3. What is the weightage of this section in the JEE examination?

This section carries moderate weightage in the competitive exam of JEE. This section comes in the category of optics which has several frequently asked questions in the JEE competitive examination. The interrelated topic which is similar to the dispersion of light through a glass prism is reflection of light, refraction of light, ray diagrams, lens formula, mirror formula, etc. This section has a weightage of 4-5% which can expect the number of questions to be 5-6. Hence, it is a very important section for the preparation of JEE.

4. Why does the VIOLET light bend more than the RED light?

Violet light has a small wavelength. On the other hand, red light has a large wavelength. Thus, the velocity of red light will be maximum and the velocity of violet light will be minimum by keeping their frequency constant.
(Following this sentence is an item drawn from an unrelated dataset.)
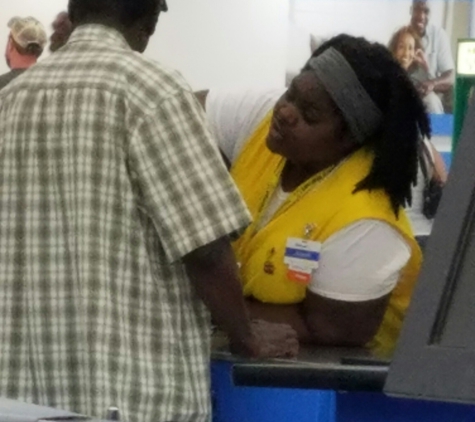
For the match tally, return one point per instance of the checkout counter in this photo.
(431, 376)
The refractive index is a measure of the amount of bending light undergoes in a medium. When the refractive index of a medium is more, the bending of light towards the normal will be greater and vice versa. Refractive index for red light is less as compared to that of violet light. This is the reason why violet light bends more than red light. 

5. Explain why stars twinkle but planets don’t.
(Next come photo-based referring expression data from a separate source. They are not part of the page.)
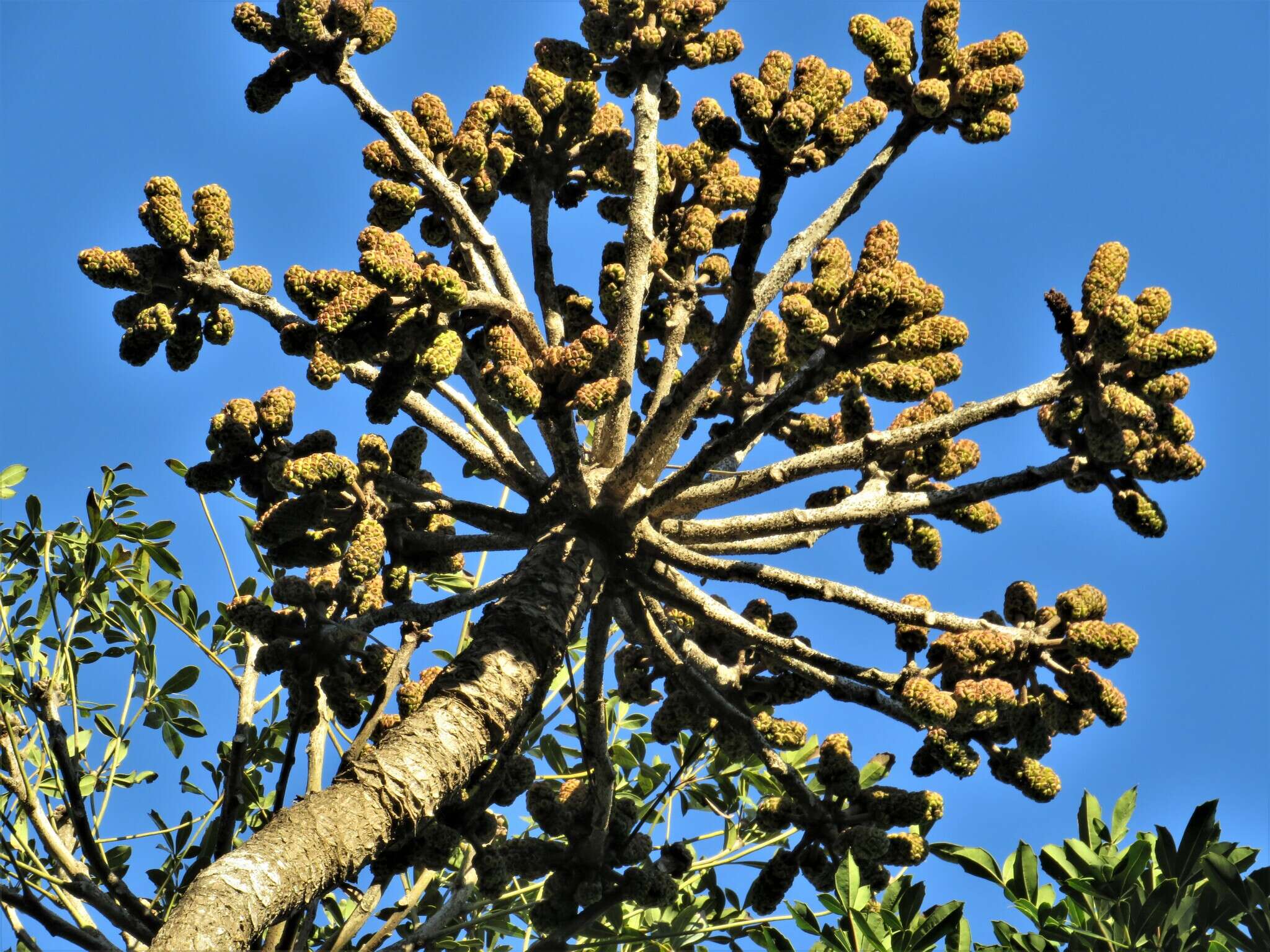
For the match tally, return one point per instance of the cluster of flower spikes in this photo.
(159, 311)
(849, 819)
(890, 343)
(575, 375)
(988, 691)
(564, 815)
(394, 311)
(628, 40)
(973, 89)
(311, 35)
(1121, 413)
(860, 823)
(798, 128)
(326, 513)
The main reason behind the twinkling of stars is atmospheric refraction. The density of air is highest at the surface, while it goes on decreasing towards the top layer. When the light coming from a star enters the earth’s atmosphere layer by layer, it experiences atmospheric refraction on account of varying optical densities of air at different points. The continuously changing atmosphere refracts the light from which the star appears to twinkle.


Planets are closer to earth and they are considered as a large number of point sized sources of light. The total amount of light entering our eye remains unchanged. Therefore, planets do not twinkle.

6. Explain in detail the uses of a glass prism.

Glass prisms are mostly used in optical instruments like microscopes and telescopes. Apart from that, we use glass prisms in spectroscopes, laser diodes and lenses, periscopes, binoculars, and cameras. Scientists also use them in their research to understand how the human eye reacts to light. Prisms are used in the architecture field also. To calculate the distance between the Moon and Earth on a roundtrip basis, astronauts use these types of prisms. Ophthalmologists use prism-refracted light to check various parts of our eyes. These are the several fields where we can see the use of glass prisms.